En sillonnant le roman, Agoun’chich est un errant, il est toujours en chemin de réaliser un souhait qui est entre le rêve et le réel, celui de la quête des tueurs de sa sœur, qui ne retrouva pas. Sa sœur prend ici : l’emblème d’une identité perdue ou en train de se perdre. Dans ce voyage, il met en scène le regard métaphysique sur sa terre natale et sa culture qui s’évanouit devant ses yeux.

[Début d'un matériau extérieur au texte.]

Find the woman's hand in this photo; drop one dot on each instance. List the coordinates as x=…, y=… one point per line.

À travers ce roman, il existe un certain sens de laïcité, ce qui nous permettons de dire que cette société berbère est indubitablement laïque. Cette notion se manifeste dans ce point suivant « En dehors des heures de prières, le fqih est presque toujours seul » ce qui implique que le fqih était souvent étranger du village ou de tribu selon l’expression de Khair-Eddine n’avait jamais le droit d’intervenir dans ce qui est loin de la mosquée, il n’avait jamais le droit de parler de ce qui est politique, ni de ce qui concerne les habitants de village. Sauf, s’il s’agit d’une question de religion. La raison pour laquelle, cet homme religieux était fréquemment étranger de village ; n’est pas gratuit dans la société berbère, car l’étranger quel que soit n’avait pas le droit d’intervenir de ce qui concerne la tribu (surtout dans leur tajemmàat).

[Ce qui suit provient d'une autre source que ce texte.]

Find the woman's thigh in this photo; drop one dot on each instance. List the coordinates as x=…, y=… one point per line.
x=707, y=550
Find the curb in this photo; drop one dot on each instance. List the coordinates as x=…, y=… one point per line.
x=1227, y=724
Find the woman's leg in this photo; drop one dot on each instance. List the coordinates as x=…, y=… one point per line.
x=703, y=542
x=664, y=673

En bref, l’amour de l’auteur envers sa culture est très fort, à ce stade, il recommande fortement « Tu dois aimer ta montagne ; tu es ta montagne, un grain de ta montagne ». Mais, Khair-Eddine porte au fond de lui un malheur de ce qu’il arrivait à sa culture millénaire ; « Le berbère oublia son écriture et une grande partie de son vocabulaire » il pensait que celle-ci est une philosophie que les ancêtres avaient âprement défendue contre les envahisseurs. Ceci a mis notre auteur dans un profond malaise. C’est ce qu’appelle lui-même la perte de sacré, c’est-à-dire la perte de tout ce qu’appartiennent à notre mémoire collective et à nos aïeux.

En vue de ce qui précède, Khair-Eddine demeure l’un des grands écrivains de la littérature maghrébine d’expression française et particulièrement marocaine. Il a produit plusieurs ouvrages de talents qui jettent la lumière sur une culture sombre et marginalisée. Ensuite, il est toujours le seul écrivain qui représente le Sud marocain dans la littérature jeune de langue française. Bref, son Agoun’chich n’est pas encore mort, mais il est en train d’agoniser.